Article By: John Jeffay, Israel 21c
Originally Published: September 22, 2024
By applying knowledge of mid-flight refueling in airplanes to trains, two entrepreneurs have found a way to double the number of trains running on a network, and make them faster.
Trains are safe, reliable, cost effective and energy efficient. They’re a great mode of transport in almost every way, except for one thing. The gaps between them.
You need a big, long gap between trains to be safe. You can’t slam on the brakes and expect hundreds of tons of rolling stock to come to a shuddering halt.
You must have at least 1.5km (nearly a mile) between train A and train B, which means you’re limited to around 14 trains an hour on any given stretch of line.
And so, the rail network capacity is fixed. Or at least it was until two Israel Air Force veterans devised a way that effectively doubles it.
Alberto Mandler and Moti Topf, CEO and CTO of DirecTrainSystems, respectively, applied what they knew about the mid-flight refueling of airplanes in the sky to trains on the ground.
Together they came up with what they call “dynamic coupling” (not be confused with the Paltrow-Pitt notion of conscious uncoupling): It means separate railway cars can attach (and also detach) while moving at any speed.
A passenger service to one destination can be coupled for part of its journey with a freight service to another, counting as one train and freeing up more capacity for additional trains.
Rail operators have always been able to couple trains together while they’re stationary. The game-changing element here is the ability to do so without the trains stopping or even slowing.
Saving time and energy
Picture two branch lines converging into one. Each branch line can accommodate a maximum of 14 trains an hour. The joint line also has a certain capacity.

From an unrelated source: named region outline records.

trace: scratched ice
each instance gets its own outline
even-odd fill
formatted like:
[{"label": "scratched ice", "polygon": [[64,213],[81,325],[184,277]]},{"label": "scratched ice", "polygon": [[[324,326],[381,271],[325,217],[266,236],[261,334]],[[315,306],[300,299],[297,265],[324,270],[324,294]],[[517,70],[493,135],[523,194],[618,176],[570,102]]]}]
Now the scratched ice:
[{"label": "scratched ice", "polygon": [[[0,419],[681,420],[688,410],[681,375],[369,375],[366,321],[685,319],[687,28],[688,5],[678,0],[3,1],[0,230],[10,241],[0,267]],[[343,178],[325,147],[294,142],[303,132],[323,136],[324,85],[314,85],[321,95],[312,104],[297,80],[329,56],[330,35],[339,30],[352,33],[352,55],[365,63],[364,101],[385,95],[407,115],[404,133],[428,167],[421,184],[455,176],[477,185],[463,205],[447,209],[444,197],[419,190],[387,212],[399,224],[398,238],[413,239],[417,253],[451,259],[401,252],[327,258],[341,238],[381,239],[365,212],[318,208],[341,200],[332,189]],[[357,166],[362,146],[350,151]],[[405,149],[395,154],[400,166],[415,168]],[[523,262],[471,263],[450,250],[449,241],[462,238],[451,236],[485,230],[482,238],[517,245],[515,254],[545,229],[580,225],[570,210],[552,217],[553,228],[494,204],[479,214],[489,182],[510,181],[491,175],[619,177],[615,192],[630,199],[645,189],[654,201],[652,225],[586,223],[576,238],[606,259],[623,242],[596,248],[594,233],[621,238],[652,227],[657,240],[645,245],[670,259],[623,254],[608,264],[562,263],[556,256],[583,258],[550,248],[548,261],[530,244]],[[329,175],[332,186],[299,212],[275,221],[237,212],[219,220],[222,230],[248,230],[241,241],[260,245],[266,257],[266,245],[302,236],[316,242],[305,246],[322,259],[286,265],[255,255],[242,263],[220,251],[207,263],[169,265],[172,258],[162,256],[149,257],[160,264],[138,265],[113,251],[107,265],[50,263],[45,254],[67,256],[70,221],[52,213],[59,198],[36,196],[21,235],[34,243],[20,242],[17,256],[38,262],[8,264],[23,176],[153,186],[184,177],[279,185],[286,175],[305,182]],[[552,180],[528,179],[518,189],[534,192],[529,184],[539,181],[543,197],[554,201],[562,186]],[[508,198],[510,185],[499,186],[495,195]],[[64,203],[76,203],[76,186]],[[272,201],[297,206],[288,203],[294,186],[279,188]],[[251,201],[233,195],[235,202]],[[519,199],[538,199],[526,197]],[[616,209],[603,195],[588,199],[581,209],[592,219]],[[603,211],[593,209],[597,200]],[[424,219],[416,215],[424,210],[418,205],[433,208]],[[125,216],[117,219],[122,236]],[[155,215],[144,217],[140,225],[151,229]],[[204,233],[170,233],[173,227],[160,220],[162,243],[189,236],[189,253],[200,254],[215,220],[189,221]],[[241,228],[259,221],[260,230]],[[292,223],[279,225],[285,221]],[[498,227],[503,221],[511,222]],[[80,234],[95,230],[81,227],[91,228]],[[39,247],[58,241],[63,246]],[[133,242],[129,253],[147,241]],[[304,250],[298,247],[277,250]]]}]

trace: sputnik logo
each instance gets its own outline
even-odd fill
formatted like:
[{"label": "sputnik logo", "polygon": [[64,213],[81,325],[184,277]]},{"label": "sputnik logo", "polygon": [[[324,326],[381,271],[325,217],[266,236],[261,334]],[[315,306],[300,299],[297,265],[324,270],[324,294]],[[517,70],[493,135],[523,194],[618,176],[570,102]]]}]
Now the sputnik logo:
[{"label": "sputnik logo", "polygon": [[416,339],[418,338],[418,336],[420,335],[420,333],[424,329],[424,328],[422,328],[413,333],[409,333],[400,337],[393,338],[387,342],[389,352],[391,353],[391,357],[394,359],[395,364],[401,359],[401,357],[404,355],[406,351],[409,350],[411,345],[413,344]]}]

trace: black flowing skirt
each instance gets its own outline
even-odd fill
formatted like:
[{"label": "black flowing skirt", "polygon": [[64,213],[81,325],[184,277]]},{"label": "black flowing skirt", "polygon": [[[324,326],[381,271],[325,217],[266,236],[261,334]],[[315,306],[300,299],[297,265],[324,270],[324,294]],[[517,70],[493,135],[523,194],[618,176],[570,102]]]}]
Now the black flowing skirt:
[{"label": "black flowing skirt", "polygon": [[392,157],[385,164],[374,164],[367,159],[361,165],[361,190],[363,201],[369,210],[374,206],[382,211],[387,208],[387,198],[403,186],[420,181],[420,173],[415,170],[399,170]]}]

But it can’t manage 14 plus 14 from both branch lines. It would be overcrowded and unsafe. Dynamic coupling enables the 14 trains on each branch line to pair up – now seven on each line instead of 14.
Dynamic coupling also offers huge savings in terms of both time and energy. One train uses as much electricity pulling out of the station as an average household uses in a year.
That’s why the patented system that Mandler and Topf have developed is set to revolutionize train travel.
Piggybacking services squeezes the maximum from expensive rail infrastructures that have never achieved their full potential in the two centuries since George Stephenson gave the world his locomotive engine.
Train services could become far more frequent (and far quicker) because the network capacity would effectively be doubled.
Mandler says the technology could slash journey times between Haifa and Tel Aviv from 55 minutes to just 35 minutes.
DirecTrainSystems Co-founder and CEO Alberto Mandler is a Technion alumnus.